Why OmniScope Analyzes Cross-Language Safety at the LLVM IR Layer

Rust ownership, Zig allocators, Go GC, and C++ RAII are language-level safety models. Across FFI, those models are lowered into ABI-level facts: functions, pointers, integers, layouts, and calling conventions. OmniScope works at this layer because many cross-language issues are difficult to cover from a single language AST alone.

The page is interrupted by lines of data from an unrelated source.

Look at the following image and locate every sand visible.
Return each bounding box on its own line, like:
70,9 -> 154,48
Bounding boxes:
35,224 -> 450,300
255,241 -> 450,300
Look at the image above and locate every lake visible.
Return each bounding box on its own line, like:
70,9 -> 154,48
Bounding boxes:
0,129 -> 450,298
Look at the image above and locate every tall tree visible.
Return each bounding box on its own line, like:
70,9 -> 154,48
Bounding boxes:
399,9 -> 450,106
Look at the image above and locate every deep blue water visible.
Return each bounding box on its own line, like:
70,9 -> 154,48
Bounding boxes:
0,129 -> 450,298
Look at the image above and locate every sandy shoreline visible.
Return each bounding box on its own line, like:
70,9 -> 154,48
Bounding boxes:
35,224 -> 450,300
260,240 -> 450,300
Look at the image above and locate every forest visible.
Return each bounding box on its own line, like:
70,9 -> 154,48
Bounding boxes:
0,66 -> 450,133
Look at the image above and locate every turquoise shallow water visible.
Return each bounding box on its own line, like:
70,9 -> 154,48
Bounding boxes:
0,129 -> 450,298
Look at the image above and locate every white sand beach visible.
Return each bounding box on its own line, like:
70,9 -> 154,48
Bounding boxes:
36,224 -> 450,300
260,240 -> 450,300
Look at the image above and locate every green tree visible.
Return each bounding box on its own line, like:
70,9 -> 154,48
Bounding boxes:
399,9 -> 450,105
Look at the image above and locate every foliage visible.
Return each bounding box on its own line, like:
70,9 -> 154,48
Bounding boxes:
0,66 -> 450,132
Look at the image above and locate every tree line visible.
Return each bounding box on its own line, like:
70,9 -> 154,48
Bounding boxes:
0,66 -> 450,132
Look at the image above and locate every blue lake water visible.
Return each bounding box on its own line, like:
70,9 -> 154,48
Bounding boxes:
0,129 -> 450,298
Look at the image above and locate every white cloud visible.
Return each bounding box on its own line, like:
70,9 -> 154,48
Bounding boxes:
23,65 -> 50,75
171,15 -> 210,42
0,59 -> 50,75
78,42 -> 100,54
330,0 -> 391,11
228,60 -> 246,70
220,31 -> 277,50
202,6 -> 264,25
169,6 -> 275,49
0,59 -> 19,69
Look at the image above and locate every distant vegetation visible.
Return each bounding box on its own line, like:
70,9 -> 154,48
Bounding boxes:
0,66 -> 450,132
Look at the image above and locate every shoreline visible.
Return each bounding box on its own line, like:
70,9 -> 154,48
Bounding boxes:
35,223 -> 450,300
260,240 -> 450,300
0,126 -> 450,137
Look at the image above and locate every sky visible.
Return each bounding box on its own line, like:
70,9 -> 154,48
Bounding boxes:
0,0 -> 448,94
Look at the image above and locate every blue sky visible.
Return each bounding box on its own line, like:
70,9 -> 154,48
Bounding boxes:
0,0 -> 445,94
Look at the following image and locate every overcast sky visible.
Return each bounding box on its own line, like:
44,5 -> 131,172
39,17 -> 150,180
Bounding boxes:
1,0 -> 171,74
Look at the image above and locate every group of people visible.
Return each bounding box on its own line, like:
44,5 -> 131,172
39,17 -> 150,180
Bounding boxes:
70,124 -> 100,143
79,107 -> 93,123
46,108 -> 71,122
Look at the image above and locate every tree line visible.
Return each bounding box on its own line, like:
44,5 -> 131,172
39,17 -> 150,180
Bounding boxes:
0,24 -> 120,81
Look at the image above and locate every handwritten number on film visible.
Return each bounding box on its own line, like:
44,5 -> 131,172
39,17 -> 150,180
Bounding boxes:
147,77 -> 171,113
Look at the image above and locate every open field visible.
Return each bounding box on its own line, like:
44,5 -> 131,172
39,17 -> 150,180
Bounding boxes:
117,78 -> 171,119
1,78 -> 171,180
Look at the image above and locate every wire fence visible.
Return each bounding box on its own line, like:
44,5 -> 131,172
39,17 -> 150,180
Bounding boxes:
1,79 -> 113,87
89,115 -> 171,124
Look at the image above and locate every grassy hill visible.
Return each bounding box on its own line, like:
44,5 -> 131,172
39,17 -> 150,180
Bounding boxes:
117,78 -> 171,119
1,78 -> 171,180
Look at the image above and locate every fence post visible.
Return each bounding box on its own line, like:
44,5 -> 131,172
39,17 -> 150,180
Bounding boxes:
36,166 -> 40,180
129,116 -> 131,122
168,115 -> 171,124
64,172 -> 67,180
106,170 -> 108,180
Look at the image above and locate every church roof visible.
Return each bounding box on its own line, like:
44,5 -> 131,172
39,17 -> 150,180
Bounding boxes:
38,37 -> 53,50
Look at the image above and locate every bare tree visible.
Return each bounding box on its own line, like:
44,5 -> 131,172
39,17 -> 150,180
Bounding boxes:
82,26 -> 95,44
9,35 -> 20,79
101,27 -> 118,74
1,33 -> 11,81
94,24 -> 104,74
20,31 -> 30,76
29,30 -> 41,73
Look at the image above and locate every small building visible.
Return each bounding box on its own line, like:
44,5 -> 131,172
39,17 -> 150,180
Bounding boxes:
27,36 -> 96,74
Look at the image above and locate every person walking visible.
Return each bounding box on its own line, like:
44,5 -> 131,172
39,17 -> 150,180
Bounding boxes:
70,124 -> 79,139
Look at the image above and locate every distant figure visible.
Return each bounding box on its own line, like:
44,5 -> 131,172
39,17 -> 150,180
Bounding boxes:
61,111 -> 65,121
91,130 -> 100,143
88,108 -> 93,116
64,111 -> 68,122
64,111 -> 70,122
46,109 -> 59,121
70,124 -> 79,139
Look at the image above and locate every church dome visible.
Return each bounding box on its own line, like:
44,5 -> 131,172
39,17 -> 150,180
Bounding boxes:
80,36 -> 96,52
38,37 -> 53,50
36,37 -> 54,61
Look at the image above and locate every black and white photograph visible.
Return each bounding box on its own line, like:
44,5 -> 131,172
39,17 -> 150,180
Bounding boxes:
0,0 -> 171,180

Start with the problem: language guarantees stop at the boundary

Inside one language, many guarantees come from the compiler or runtime: Rust tracks ownership, Go runs a GC, Zig exposes allocators explicitly, and C++ relies on RAII. Across FFI, those guarantees do not travel as-is. What remains at the boundary is usually a symbol, a few raw pointers, and a calling convention.

That creates the audit problem: the risky part is often a broken protocol, not a single dangerous API. After Rust turns a Box into a raw pointer, does C store it? Who releases it? Is the same allocator family used? Looking at only one side often cannot answer the full question.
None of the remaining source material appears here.